A year ago I was in New York, and my grandmother was still alive, even if only for a few more days. I'd just gone with a few of my uncles, aunts, and a cousin, to drop off my grandmother at JFK.

I rode in the middle of the back seat of my tio Pito's Isuzu, while it rained along Cypress Avenue. I rode wedged between my tía Amarylis, and my tía Mariana, we rolled passed Mt Judah Cemetery, under the Jackie Robinson Parkway, and entered the highland park area, as I thought "if we'd taken a right, we'd be going to my house," wishing it were still my house. My grandmother, all the while, sat quietly in the front passenger seat, slightly slumped, occasionally punctuating a chuckle with her handkerchief pressed lightly at her lips, gazing at the wet brooklyn whirring by. She thought of nothing I could ever truly know or imagine, though could assume it involved the yellow house perched upon green hills that she was headed towards. My aunts asked me about my life, my estudios. I lofted the idea of maybe going to Argentina to study over the summer, they commended me on my efforts to get my Spanish down after a childhood of refusal. i'm sure the rest of this story is nested somewhere in this blog, so i'll spare you the rest.

but, the point is, a year has passed, i dont understand this passage of time that has occurred. sure, a lot of has happened, but, jeez, when did it all happen?

i traveled the hemisphere a bit, that was nice, though, not entirely, earth-shatteringly, life-altering. traveling is definitely something i enjoy, and plan on doing at any given chance, but i'm no girl-woman-lady-person massively changed from the experience....it just felt [feels] natural, like it was [is] just the progression of where I was [am] supposed to be. Living in Buenos Aires was lovely. It was a very urban city with millions of people, subways, and spanish...you see, none of this was a vast stretch for me. it's much more of a burden for me to have to endure my remaining time in Los Angeles, than it was for me to be in any of the places I traveled to in the year that has passed.

unfortunately, traveling has only made me realize that I would rather be everywhere else, but LA. i mean, this place is fine, but everywhere else is better.
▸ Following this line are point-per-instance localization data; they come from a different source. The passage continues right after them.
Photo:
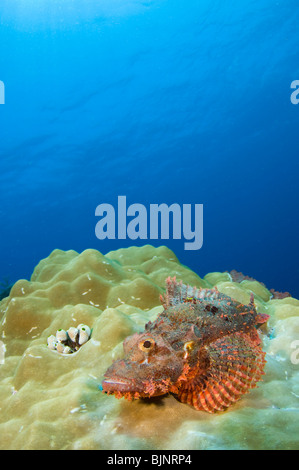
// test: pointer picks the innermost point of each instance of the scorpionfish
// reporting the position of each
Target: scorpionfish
(204, 348)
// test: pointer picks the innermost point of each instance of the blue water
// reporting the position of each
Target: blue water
(162, 101)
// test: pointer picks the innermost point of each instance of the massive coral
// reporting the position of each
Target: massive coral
(52, 401)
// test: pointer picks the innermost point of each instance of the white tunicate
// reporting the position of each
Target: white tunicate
(67, 350)
(84, 333)
(61, 335)
(60, 347)
(72, 332)
(52, 342)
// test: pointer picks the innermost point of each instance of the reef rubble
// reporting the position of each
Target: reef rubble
(53, 401)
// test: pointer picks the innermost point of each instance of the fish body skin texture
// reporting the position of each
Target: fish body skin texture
(204, 348)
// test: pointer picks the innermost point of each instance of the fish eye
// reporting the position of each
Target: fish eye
(147, 345)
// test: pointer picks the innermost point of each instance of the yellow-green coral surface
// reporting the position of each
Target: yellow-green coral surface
(52, 401)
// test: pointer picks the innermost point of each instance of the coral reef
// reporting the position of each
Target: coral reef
(5, 287)
(52, 401)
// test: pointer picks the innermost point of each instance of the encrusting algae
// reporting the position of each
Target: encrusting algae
(52, 401)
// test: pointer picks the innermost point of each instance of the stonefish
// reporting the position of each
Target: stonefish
(204, 348)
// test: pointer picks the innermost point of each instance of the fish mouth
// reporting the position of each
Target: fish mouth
(116, 385)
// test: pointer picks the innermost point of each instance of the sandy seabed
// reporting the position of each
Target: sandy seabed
(52, 401)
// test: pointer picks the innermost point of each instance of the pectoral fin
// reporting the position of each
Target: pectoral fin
(236, 365)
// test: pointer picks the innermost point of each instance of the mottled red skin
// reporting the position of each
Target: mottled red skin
(204, 348)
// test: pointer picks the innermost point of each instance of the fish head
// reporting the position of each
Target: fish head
(150, 367)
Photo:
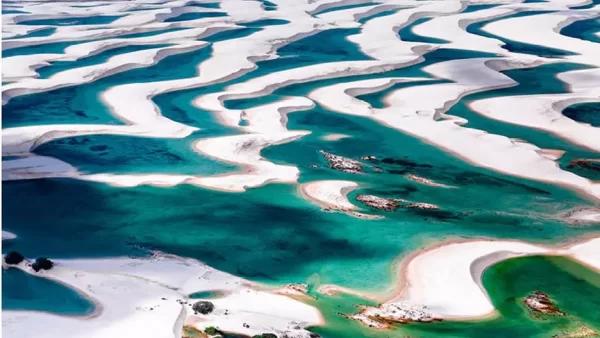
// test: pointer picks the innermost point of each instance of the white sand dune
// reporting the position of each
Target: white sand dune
(379, 36)
(543, 112)
(447, 278)
(138, 297)
(416, 110)
(330, 194)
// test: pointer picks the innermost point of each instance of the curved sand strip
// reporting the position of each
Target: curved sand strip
(379, 36)
(139, 298)
(543, 112)
(416, 111)
(447, 279)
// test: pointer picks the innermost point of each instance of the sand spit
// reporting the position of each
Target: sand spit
(544, 112)
(443, 282)
(147, 297)
(416, 110)
(330, 194)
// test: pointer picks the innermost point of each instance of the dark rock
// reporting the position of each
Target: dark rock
(203, 307)
(42, 263)
(540, 302)
(13, 258)
(342, 164)
(380, 203)
(369, 158)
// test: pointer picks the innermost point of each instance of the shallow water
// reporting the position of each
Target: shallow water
(272, 234)
(22, 291)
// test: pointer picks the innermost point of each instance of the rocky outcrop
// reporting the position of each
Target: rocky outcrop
(385, 204)
(426, 181)
(369, 158)
(203, 307)
(580, 332)
(588, 164)
(42, 263)
(342, 163)
(13, 258)
(391, 204)
(389, 314)
(421, 205)
(540, 302)
(294, 289)
(581, 216)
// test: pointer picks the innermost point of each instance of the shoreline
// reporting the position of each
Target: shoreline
(157, 287)
(428, 273)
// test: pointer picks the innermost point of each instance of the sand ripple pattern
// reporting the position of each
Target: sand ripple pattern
(232, 71)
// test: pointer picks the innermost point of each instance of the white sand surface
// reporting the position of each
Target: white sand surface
(447, 279)
(330, 194)
(415, 110)
(138, 297)
(544, 112)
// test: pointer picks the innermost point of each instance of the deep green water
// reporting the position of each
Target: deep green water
(271, 233)
(22, 291)
(574, 289)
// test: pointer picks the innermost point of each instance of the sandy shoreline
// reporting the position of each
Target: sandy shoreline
(155, 292)
(445, 277)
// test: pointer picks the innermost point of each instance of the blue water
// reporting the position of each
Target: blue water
(124, 154)
(195, 16)
(50, 48)
(271, 233)
(268, 5)
(583, 29)
(22, 291)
I'm sorry if my words offend you, Los Angeles, but you've yet to give me anything to write home about beyond a few of seemingly enervated friendships, weather ive grown bored of, kissed toads who remained toads, a review of an uninspired population, and an education. I've gone out and tried, but, I remain dispassionate and aloof.

Santiago de Chile reminded me very much of Denver, if Denver were the 2nd cousin of New York City. It was Denver with an urban-like edge, which, I admit charmed me. The streets were neat and in many places, wide. Mountains loomed in the background, as brown air stuck above us in a haze, while the cold did little to deter any of its inhabitants' plans. But, in sections that popped up easily, yet unexpectedly, from subway maps and Irish street names, stood beautiful colonial and 19th century architecture, which satisfied my craving that was left only half satiated by Buenos Aires (which has beautiful 19th & turn of the century architecture, but no colonial architecture or anything like a grand cathedral that predates the Paris Push).

Rio de Janeiro was what i imagine the Dominican Republic would be like, if it had money. The colors, smells, and rythms were all very similar, but flourished within the busy, yet organized streets, of a comprehensive city....with favelas.

Costa Rica was an amazing trip in a different way, as it felt like a destiny very clearly being fulfilled, but still, slightly hollow. I note the slight emptiness because it was everything my grandfather would have been proud of, and so much of what he'd admired and watched in others. So, I only wish that he could have lived to see it, so that I could pick up the phone and tell him of my journey and responsibilities, and how his memory did not escape me for one moment. I know he's proud, and will be of everything else I plan on doing, but you know, it's a process, I suppose.

As for the blog, I miss it, I do. I miss the process of it, the way it makes me think. Mainly I miss feeling obligated to write this part of my life, because it's something I find I need to do, or all the beautiful words and details that I rehash at night or during the day just float out of my mind, wasted. and i hate being wasteful.